Em São Paulo por conta de um evento, precisei fazer um ajuste no vestido que usaria à noite, num jantar com amigos. Fui a uma costureira a jato recomendada pelo hotel. Enquanto ela marcava a bainha, comentou:
– O seu rosto não me é estranho. Você não é aquela menina…
– Obrigada pelo ‘menina’.
A gentil costureira sorriu e prosseguiu:
– Aquela menina que escreve e faz programa?
– Bruna Surfistinha?
Ah! Não resisti.
– Não! Escreve para adolescentes e faz programa de televisão. Aquele Bola Redonda.
– Bolsa Redonda!
– Isso! No Globo Esporte!
– Esporte Espetacular.
– Isso! Isso! – vibrou antes de decretar: – Você é tão diferente na televisão!
Ô-ou…
Sempre morro de medo de “diferente”. Mas ok, não podia deixar o assunto esgotar, ela estava visivelmente doida pra levar o papo adiante.
– Diferente como?
– Ah… Diferente.
Diferente ponto. Ou seja, era bem diferente mesmo. Sei que ela queria falar mas estava um pouco encabulada. Anos de terapia me fizeram entender um pouco melhor a mente humana. Instiguei:
– Diferente bom ou diferente ruim?
– Diferente diferente.
Fiz a pergunta que não queria calar.
– Diferente gorda?
– Isso! Diferente G-O-R-D-A! – exclamou, felicíssima. – G-O-R-D-A! – repetiu para enfatizar. – É isso que você é na televisão: GOR-DA! – disse mais uma vez. Não custava dar mais uma frisadinha, né?
Se eu fosse diferente Angelina Jolie duvido que ela demonstrasse tamanha empolgação.
Fiquei muda.
Tudo bem, ela preencheu o silêncio por mim.
– E você é tão miúda, braço fininho, cinturinha… Como é que pode, meu Deus? Tevê engorda mesmo!
– Mas eu fico muito gorda?
– Fica.
Nada contra ser gorda, mas há uns anos entrei de cabeça na corrida, no treino funcional e na boa alimentação e nunca pesei tão pouco!
– E dizem que lá no Rio é melhor ser ladrão do que gordo hoje em dia, né?
– Que absurdo! Se a pessoa estiver saudável e feliz, qual o problema de uns quilos a mais? – rebati.
– Nenhum problema. Mas é que você é magra na vida real e na tevê parece uma troglodita de academia, dessas que tomam bomba, sabe?
– Ah, não pareço mesmo!
– Parece sim. Sabe Mulher Fruta?
– Sei.
– É você no vídeo.
Estava piorando! Mulher Fruta? Eu?
– Você fica com bração, pernão, bundão.
Tive vontade de saber como ela repara na minha bunda se passo o quadro inteiro sentada. Resolvi perguntar outra coisa.
– Vem cá: eu fico gorda ou Mulher Fruta?
– Fica mulherão. Toda grande. Parece altíssima!
– Mulherão é diferente de mulher fruta, que é diferente de gorda. A senhora está me confundindo.

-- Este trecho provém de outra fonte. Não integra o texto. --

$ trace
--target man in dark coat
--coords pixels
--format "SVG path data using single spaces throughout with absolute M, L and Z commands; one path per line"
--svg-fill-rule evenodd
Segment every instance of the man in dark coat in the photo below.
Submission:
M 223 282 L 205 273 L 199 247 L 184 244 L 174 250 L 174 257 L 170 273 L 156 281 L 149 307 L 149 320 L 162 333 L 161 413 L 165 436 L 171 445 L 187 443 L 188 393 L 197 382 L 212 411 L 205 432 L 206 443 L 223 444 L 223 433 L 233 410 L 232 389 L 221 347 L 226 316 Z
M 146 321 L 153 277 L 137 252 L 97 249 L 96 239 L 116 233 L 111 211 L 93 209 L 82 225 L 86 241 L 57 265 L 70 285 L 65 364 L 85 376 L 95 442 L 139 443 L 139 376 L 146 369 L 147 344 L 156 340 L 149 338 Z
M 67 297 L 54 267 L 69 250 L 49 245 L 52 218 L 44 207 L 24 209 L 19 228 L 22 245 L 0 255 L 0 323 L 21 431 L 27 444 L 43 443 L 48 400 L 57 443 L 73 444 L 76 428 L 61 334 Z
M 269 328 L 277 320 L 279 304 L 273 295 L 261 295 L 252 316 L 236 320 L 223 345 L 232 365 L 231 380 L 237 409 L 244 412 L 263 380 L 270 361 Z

– Ai, meu Deus, como é que vou dizer? Você não me leva a mal, mas acho você… você é feia na televisão. Pronto, falei, não aguentei, sou sincera.
Ah, tá.
– Independentemente do corpo, sua cara no vídeo não faz jus a você – alfinetou. – Fica feia mesmo. Cara de travesti pobre, sabe?
– Não, não sei – disse. – A senhora consegue me entregar o vestido até as sete? – consegui mudar de assunto. Ufa!
– Claro.
Na saída, depois que paguei, a costureira arrematou:
– Você está tão calada… Ficou chateada comigo? Não fica!
– Imagina! Nada chateada.
É sempre uma delícia ouvir que sou feia, quis acrescentar.
Mas não acrescentei. Preferi elogiar a rapidez do serviço e sair logo dali.
– Muito bom contar com um serviç…
– Não perde seu tempo se preocupando com o que eu falei, o problema no Bola Redonda não é você – cortou ela. – É a comparação.
Gente! A mulher não parava! Alguém podia cerzir a boca daquela tagarela!
– Comparação?
– É! A gente vê você e compara com as outras três, aí ferrou! Elas são tão bonitas e tão elegantes… Você some do lado delas.
Feia, grande, cafona e apagada. Costureira bacana.
O vestido chegou na hora marcada ao hotel. Pelo menos isso.
Já de volta ao Rio, no elevador do meu prédio, uma vizinha entra e pergunta:
– Você é a Thalita? Nossa! Tão mais magra e tão mais novinha do que a gente vê nas fotos!
Nem sei que fotos, mas lavou minha alma.
Por mais clichê que isso pareça, se você está feliz e se sentindo bem, não importa a opinião dos outros.
Mas cara de travesti pobre tem a sua mãe!